Und vielleicht beschreibt dieses Vorgehen, wenn man es denn überhaupt so nennen kann, in diesem privaten Teil seiner Welterfassung am besten seine Herangehensweise auch bei seinen „offiziellen“ Arbeiten. Wenn er loszieht, gibt es keine Garantien für nichts. Es gibt keine fertigen Ideen, keine Blaupausen für den genialen Shot, es gibt nur Daniel Josefsohn und die Gewissheit, dass irgendwie am Ende ein ungewöhnliches Bild entstanden sein wird. Das Neue, Aufregende, Unbekannte ist sein Ziel, und sei es „nur“ der neue, aufregende, unbekannte Blick auf etwas, das wir doch schon lange zu kennen glaubten. Das nennen Kunstbetrachter gerne authentisch, als Magazin-Redakteur denkt man sich bei ihm immer noch ein – wohlwollendes – „irre“ gleich dazu. Kleingeistige Absprachen, einengende Briefings – vergiss es.

Vor vielen Jahren hatte er eine Zeitlang eine sehr ausgeprägte Macke, auf jedes Bild, egal mit wem oder zu welchem Thema, seinen Hund namens „Jesus“ oder einen weißen Cowboyhut zu packen.
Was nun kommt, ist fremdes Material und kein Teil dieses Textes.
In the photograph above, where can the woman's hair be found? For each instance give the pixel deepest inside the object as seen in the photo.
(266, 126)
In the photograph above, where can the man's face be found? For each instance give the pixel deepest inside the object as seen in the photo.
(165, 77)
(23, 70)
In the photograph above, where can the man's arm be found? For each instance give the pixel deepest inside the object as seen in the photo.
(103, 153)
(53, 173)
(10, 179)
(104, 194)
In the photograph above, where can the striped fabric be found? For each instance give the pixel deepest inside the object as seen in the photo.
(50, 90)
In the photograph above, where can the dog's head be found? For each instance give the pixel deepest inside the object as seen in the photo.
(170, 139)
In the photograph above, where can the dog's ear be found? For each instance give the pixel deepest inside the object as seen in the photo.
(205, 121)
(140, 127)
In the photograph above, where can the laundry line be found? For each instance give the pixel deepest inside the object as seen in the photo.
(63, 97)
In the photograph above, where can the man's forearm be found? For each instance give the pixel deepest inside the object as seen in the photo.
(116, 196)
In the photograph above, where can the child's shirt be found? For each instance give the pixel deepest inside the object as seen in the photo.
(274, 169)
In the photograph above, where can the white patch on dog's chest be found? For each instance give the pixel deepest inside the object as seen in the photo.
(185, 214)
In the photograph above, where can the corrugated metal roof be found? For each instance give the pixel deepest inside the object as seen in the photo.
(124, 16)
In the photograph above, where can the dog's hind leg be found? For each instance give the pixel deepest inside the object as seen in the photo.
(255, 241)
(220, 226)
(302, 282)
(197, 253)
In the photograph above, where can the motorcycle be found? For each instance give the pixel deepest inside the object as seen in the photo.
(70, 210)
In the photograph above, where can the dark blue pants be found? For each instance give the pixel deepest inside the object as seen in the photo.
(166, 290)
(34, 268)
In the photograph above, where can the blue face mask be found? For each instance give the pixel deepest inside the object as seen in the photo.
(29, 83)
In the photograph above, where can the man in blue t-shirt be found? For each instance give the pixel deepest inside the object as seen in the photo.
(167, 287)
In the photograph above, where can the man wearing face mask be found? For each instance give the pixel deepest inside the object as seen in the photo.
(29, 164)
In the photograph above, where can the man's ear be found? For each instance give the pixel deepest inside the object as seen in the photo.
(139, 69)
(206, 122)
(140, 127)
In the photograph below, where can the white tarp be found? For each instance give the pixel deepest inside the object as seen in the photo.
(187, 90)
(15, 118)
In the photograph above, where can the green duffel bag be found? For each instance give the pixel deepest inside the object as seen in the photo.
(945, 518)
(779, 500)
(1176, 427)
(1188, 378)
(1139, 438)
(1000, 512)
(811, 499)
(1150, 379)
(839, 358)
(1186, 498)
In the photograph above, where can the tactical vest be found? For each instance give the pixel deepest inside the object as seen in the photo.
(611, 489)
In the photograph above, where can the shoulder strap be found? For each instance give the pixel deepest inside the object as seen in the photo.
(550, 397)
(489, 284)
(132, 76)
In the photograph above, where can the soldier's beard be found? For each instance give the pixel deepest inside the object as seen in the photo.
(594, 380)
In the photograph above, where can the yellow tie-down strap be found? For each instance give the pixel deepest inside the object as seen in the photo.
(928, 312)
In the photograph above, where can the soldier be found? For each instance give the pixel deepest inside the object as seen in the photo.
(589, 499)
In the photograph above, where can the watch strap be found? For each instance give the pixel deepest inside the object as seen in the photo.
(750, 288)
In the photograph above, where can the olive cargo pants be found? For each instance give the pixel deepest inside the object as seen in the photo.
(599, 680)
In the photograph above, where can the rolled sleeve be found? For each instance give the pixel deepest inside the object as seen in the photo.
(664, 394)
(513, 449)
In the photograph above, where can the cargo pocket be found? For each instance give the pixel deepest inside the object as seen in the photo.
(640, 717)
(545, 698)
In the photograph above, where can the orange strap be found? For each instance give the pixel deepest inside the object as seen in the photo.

Eventuell noch die aktuelle Assistentin. Oder alles zusammen. War ihm doch egal. Damals beauftragte ich ihn, Marius Müller Westernhagen zu fotografieren, denn Musik war immer schon ein Josefsohnsches Steckenpferd. „Kein Hund, kein Cowboyhut, auf gar keinen Fall!“ hieß die Ansage. Ist klar, bestätigte er. Ergebnis: kein Bild ohne Cowboyhut oder Hund oder beides – alle toll. Redakteur zufrieden, Künstler auch – ist klar.

Er kennt sich aus mit der Nacht und der Musik, mit Künstlern sowieso, er ist ja selber einer. Herbert Grönemeyer begleitet er seit 1995 immer wieder auf Touren, Peaches liebt er, DJ Hell ist ihm Botschafter einer Welt, in der er sich lange bewegte. Er, der damals noch in Hamburg lebte, war schon in Berlin im Planet, im E-Werk oder im WMF unterwegs, als die meisten noch nicht wussten, dass sich dort zu unerhörten elektronischen Klängen eine Bewegung formierte, der bald Millionen hinterhertanzen würden. Ein echter Raver, dem kein euphorischer Absturz und kein Abgrund fremd war, einer der Nachtlebenmenschen, von denen man instinktiv wusste: Man muss in seiner Nähe bleiben, wo er ist, wird die Party sein, denn hier ist jemand, für den Rock’n’Roll keine Pose, sondern Lebenselixier ist, jederzeit, überall – und Humor sowieso: Neben dem Computer des in Hamburg geborenen Sohns israelischer Einwanderer liegt eine ausrangierte AK-47 Kalaschnikow mit der Gravur: „I love Jews“.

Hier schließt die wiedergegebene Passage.